America’s self-inflicted economic problem

At a time when the whole world is waiting for the second Obama administration to show more leadership in global affairs, the mood in Washington is full of gloom and doom because of the approaching budgetary crisis. It is hard to understand why the US will soon have to implement automatic cuts in federal spending, unless you are familiar with the austerity narrative versus the “growth and spending” club.

The Republicans in Congress are firmly in the austerity camp. A bit of history about John Maynard Keynes is necessary to understand the Democrat's position. Keynes, the most influential economist of the 20th century, proved that the main goal of governments facing recessions should be to stimulate the economy. This was the main lesson of the Great Depression of the 1930s, during which Western governments exacerbated the recession by tightening fiscal and monetary policy in order to balance the budget. The logic of the governments was to calm the markets instead of stimulating demand. Keynes, however, prioritized the real economy instead of the markets dominated by what he called “animal spirits.” He insisted that it was necessary to stimulate the economy by government spending in times of stagnation. This required counter-cyclical fiscal expansion. Fiscal expansion and increased spending eventually would revive aggregate demand and put an end to unemployment and recession.

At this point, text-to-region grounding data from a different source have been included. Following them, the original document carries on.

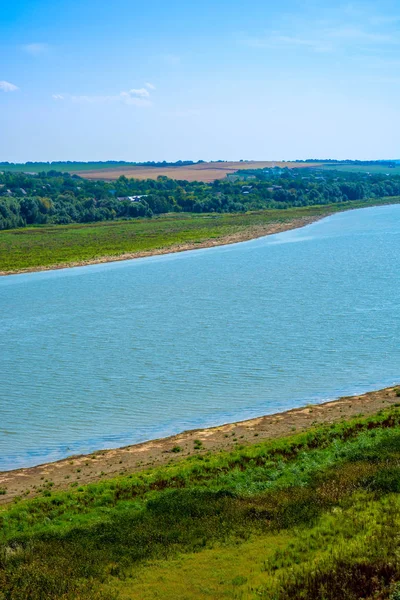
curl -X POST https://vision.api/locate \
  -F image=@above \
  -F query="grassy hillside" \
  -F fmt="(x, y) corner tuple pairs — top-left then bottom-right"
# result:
(2, 403), (400, 599)
(1, 198), (399, 274)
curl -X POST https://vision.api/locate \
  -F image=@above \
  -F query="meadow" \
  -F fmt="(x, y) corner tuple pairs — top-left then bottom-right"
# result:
(2, 402), (400, 599)
(1, 198), (399, 274)
(320, 164), (400, 175)
(0, 161), (314, 181)
(0, 162), (134, 173)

History proved Keynes right during and after the Depression. The post-World War II order led to the supremacy of Keynesian economics. In fact, the period from 1945 to 1975 is often referred to as the “Keynesian consensus” -- a consensus based on a legitimate role for government spending and a commitment to the welfare state, full employment and economic growth. This 30-year supremacy came to an end because of inflation. The Keynesian consensus unraveled in the mid-1970s because of the oil shock that quadrupled energy prices from 1973 to 1979. This external shock to Western economies created high inflation and slowed down the economy. Despite considerable fiscal expansion, a combination of stagnation and inflation -- “stagflation” as the economists called it -- became the norm in the late 1970s both in Europe and the US.

The result was the emergence of Milton Friedman and his monetarist paradigm. Friedman's Chicago School argued that what the world needed was a return to basic free-market principles with laissez-faire capitalism. Sound budgets and smaller, less interventionist governments had to roll back the welfare state and its addiction to fiscal expansion. There was also a preference for monetary policy and supply-side economics over fiscal policy and demand stimulation in order to tame inflation. With Ronald Reagan in the US and Margaret Thatcher in the UK, Friedman's monetarism found its political testing ground. Under Thatcher and Reagan, Anglo-Saxon capitalism based on the principles of Adam Smith made a spectacular comeback.

Today the Republican Party, in particular the Tea Party camp within Congress, makes a strong case for less government spending and more room for market dynamics. They seem totally oblivious to the fact that what saved the US economy in 2007 was once again the Keynesian dynamics of government spending. First under Bush and later under the Obama administration, a strong stimulus package saved the US financial and banking sector from total collapse. It was nothing less than Keynesian economics that stopped the current recession from turning into a “great depression.”

The Republican Party needs to understand that cutting the deficit is not an economic policy in itself. America needs growth now. It can address the deficit once the economy starts growing again. The Clinton era during the 1990s proved this is feasible. The decision to go for sequestration now with across-the-board spending cuts will slow down the economy right when things are slowly picking up. America cannot and will not show global leadership as long as it is plagued by bad economic policies and self-inflicted wounds.